As is often the case, Wikipedia is a good place to begin your search.
If you want to find the smallest root, then you can use the rule of signs to pin down the interval where it exists and then use some numerical method to find roots in that interval.
I am abstracting a real world problem into the following question:
X is a pool of all possible permutation of letters.
Y is a pool of strings.
F is a function that takes a candidate x from X and returns a boolean value depending on whether x belongs to Y.
F is expensive and X is huge.
What is the most efficient way to extract as many results from Y as possible? False positives are ok.
There is really no way to answer this question well, as most solutions to these types of problems are highly domain-specific.
You probably should try your question here: https://cstheory.stackexchange.com/
But, to give you an example of the range of possibilities you're talking about; the Traveling Salesman problem seems similar - and is often solved with a "self organizing map": http://www.youtube.com/watch?v=IA6eGYMyr1A
Of course, the "solutions" people come up with to the traveling salesman problem don't have to be the BEST solution, just a GOOD solution... so your question doesn't indicate whether or not this is applicable to your situation or not.
It sounds like you're asking for some sort of more efficient brute-forcing technique... but there just isn't any.
As another example, for cracking passwords (which seems similar to your question), people often try "commonly used words / passwords" first, before resorting to total brute force... but this is, again, a domain-specific solution.
Make F less expensive by implementing Delta based score calculation. Then use metaheuristics (or branch and bound) to find as many Y's as possible (for example use Drools Planner).
Introduce another function G which is cheap and also tests whether x belongs to y. G must return true whenever F returns true, and may return true when F returns false. First test with G, testing with F only if G returns true.
I don't see how to say anything more specific, considering the generality of your formulation.
Does anyone have experience with algorithms for evaluating hypergeometric functions?
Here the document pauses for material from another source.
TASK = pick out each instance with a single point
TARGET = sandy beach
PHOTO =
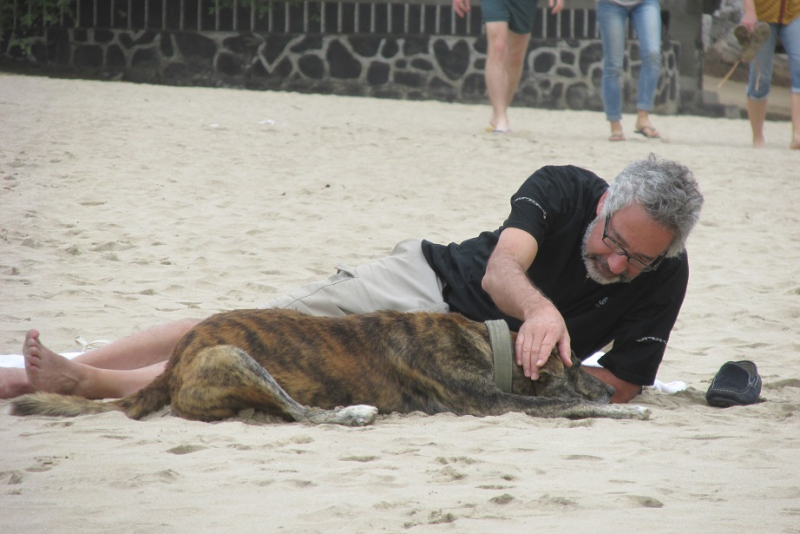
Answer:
(126, 206)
I would be interested in general references, but I'll describe my particular problem in case someone has dealt with it.
My specific problem is evaluating a function of the form 3F2(a, b, 1; c, d; 1) where a, b, c, and d are all positive reals and c+d > a+b+1. There are many special cases that have a closed-form formula, but as far as I know there are no such formulas in general. The power series centered at zero converges at 1, but very slowly; the ratio of consecutive coefficients goes to 1 in the limit. Maybe something like Aitken acceleration would help?
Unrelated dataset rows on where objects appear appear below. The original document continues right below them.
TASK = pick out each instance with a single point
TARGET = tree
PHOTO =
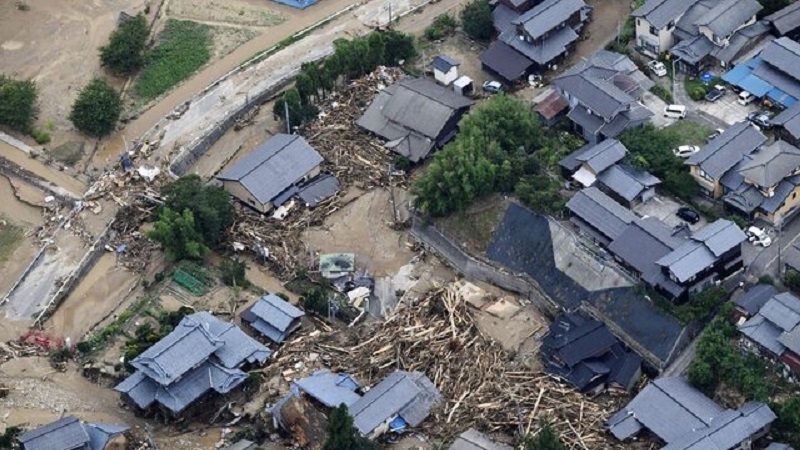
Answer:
(177, 233)
(210, 206)
(545, 439)
(97, 109)
(124, 53)
(477, 20)
(342, 434)
(18, 107)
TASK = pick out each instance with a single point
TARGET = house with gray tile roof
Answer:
(685, 419)
(401, 400)
(603, 93)
(273, 317)
(201, 355)
(70, 433)
(722, 154)
(712, 253)
(541, 36)
(598, 215)
(275, 167)
(698, 33)
(415, 116)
I tested Aitken acceleration and it does not seem to help for this problem (nor does Richardson extrapolation). This probably means Pade approximation doesn't work either. I might have done something wrong though, so by all means try it for yourself.
I can think of two approaches.
One is to evaluate the series at some point such as z = 0.5 where convergence is rapid to get an initial value and then step forward to z = 1 by plugging the hypergeometric differential equation into an ODE solver. I don't know how well this works in practice; it might not, due to z = 1 being a singularity (if I recall correctly).
The second is to use the definition of 3F2 in terms of the Meijer G-function. The contour integral defining the Meijer G-function can be evaluated numerically by applying Gaussian or doubly-exponential quadrature to segments of the contour. This is not terribly efficient, but it should work, and it should scale to relatively high precision.
Is it correct that you want to sum a series where you know the ratio of successive terms and it is a rational function?
I think Gosper's algorithm and the rest of the tools for proving hypergeometric identities (and finding them) do exactly this, right? (See Wilf and Zielberger's A=B book online.)